A path to a passable spending bill grew easier on Tuesday when House Republicans, culminating months of negotiations, decided to remove the reauthorization of the Terrorism Risk Insurance Act from the underlying bill. Instead, the lower chamber will pass TRIA, the government's backstop to businesses and other groups in the event of catastrophic terrorist attacks, as a separate measure. Negotiators had considered packaging the bill with an omnibus spending bill, but Senate Democrats refuse to budge on changes Republicans want regarding the Dodd-Frank Wall Street reform bill.
Democrats are upset at the inclusion of a provision that would clarify that non-financial "end-users," such as main street businesses and farms, do not have to follow the same rules for derivatives markets applied to financial institutions. The measure passed the House this session 411-12.
"The Democrats' ideological and irrational zeal for Dodd-Frank is holding up a long-term reauthorization of TRIA," said a GOP aide. "Our side is trying to get a clarification—not a change— on Dodd-Frank's treatment of manufacturers, ranchers, and farmers."
A Senate Democratic aide dismissed that notion. "This is an attempt to kill the bill, pure and simple. Adding in an extraneous, unrelated Dodd-Frank issue that Democrats, and the administration, oppose to a bipartisan TRIA bill that has been carefully negotiated puts the future of TRIA in doubt," the aide said.
Democratic Sen. Chuck Schumer of New York and GOP Rep. Jeb Hensarling of Texas, the chair of the House Financial Services Committee, agreed late Monday on the particulars of a TRIA reauthorization itself, in a deal to extend the program for another six years.
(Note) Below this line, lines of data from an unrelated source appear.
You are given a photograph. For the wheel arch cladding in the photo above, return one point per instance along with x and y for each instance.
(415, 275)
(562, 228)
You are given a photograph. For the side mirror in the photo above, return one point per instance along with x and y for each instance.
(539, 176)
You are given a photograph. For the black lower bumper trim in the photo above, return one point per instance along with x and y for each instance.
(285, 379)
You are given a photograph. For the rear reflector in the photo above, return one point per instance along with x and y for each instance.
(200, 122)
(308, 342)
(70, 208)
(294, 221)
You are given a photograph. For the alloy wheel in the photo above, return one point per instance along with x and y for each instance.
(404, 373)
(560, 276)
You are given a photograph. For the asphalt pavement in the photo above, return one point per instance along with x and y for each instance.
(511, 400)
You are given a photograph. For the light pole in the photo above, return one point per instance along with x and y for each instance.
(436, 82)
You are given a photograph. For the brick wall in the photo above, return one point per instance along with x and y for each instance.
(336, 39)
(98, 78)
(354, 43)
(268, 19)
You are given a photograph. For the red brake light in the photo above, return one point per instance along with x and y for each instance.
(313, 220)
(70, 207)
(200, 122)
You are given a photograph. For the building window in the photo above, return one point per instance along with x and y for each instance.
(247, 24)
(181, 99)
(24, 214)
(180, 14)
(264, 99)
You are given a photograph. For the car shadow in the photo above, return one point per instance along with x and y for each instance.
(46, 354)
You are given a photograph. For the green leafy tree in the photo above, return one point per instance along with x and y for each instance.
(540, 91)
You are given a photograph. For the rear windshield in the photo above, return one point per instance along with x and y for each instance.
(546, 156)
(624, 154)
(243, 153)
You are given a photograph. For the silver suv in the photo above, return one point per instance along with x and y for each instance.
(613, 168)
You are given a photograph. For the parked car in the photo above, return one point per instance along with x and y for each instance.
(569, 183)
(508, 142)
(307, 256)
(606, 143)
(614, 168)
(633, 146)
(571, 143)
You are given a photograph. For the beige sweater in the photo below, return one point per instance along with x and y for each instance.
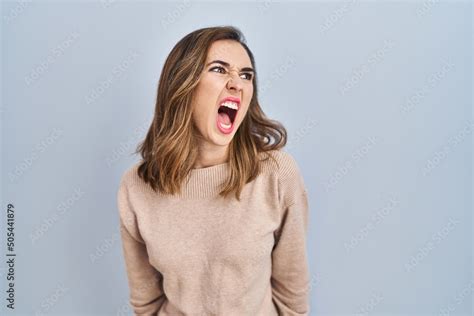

The deal would raise the threshold where federal cost-sharing for insurance kicks in for damages from a terrorist strike to $200 million.
Initially enacted after the Sept. 11, 2001, terrorist attacks, the program is set to expire at the end of the year. It has had a $100 million threshold for when federal help would kick in. Business groups, property owners, and other groups have been urging Congress not to allow a lapse that they say would undermine construction projects and increase the difficulty in acquiring the needed insurance.
Tuesday night, the House Rules Committee advanced the chamber's version of a bill to reauthorize TRIA, which expires at the end of the year. Floor action on the measure has been set for Wednesday. But there remained no agreement with the Senate for action there.
Schumer, according to Rep. Maxine Waters of California, the ranking Democrat on the Financial Services Committee, and other Democrats, has said that inclusion of that provision or other Dodd-Frank language is "toxic" in the Senate. In short, the measure is threatening to be a poison pill to two-chamber passage.
Democratic Rep. Jim McGovern of Massachusetts, a Rules Committee member, said he believed getting the terrorism insurance reauthorized before the current version expires is too important for lawmakers to be, in his words, "playing a game of chicken at the last minute."